75 Years of Hanford: Open to Interpretations via Tri-City Herald


During the autumn of 1944, the world’s first full-scale nuclear reactor (B Reactor) and chemical reprocessing plant (T Plant) came online to produce weapon-grade plutonium at the top-secret Hanford Site. These plants forever altered the strategies of war.

The ability to accelerate bringing these facilities online was underpinned by integrating targeted science with applied technology. This involved a billion-fold scale-up between laboratory and full scale plutonium production.

Hanford produced two-thirds (60 tons) of the plutonium used in the United States for making nuclear weapons. This tonnage equates to 9,000 atomic bombs each having the explosive power of the “Fat Man” weapon dropped on Nagasaki in August 1945.

Hanford facilities also generated large quantities of radioactive and chemical waste. Some was released into the environment, exposing workers or those living downstream or downwind. The rest was stored, buried, or discharged underground.

The last of Hanford’s nine reactors shut down in 1987. The last of five reprocessing plants closed in 1990. But major environmental problems continued.

Today, approximately 330 million curies of radioactivity and 400,000 tons of chemical waste remains onsite. The need to significantly reduce Hanford waste generation and improve disposal/storage practices was reported to the Atomic Energy Commission as early as 1948. However over the decades, waste handling remained nearly unchanged and frequently unquestioned.

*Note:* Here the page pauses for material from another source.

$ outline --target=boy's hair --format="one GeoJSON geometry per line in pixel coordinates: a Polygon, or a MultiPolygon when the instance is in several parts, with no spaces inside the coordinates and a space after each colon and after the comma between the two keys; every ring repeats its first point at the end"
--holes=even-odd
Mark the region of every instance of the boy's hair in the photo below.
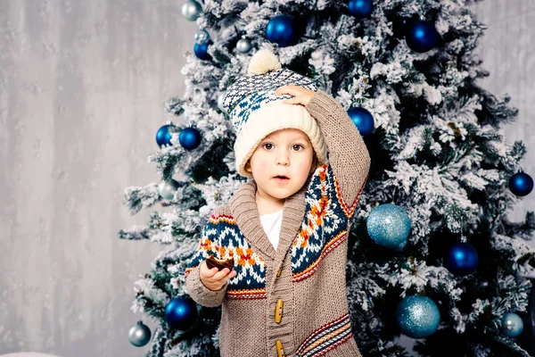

DOE signed the Tri-Party Agreement in 1989 — 30 years ago. Roughly $45 billion dollars has been spent at Hanford to date. But only 30-50 percent of this pays directly for site restoration.

The remainder of the annual budget of $2.2 billion supports management, site services and maintenance/monitoring of an aging infrastructure. The remaining costs are currently estimated at $110 billion over the next 70 years, though these plans are laced with significant uncertainty.

For example, the absence of geologic storage for containing defense packaged high-level waste and nuclear material could push Hanford into becoming a temporary or long term de-facto repository site.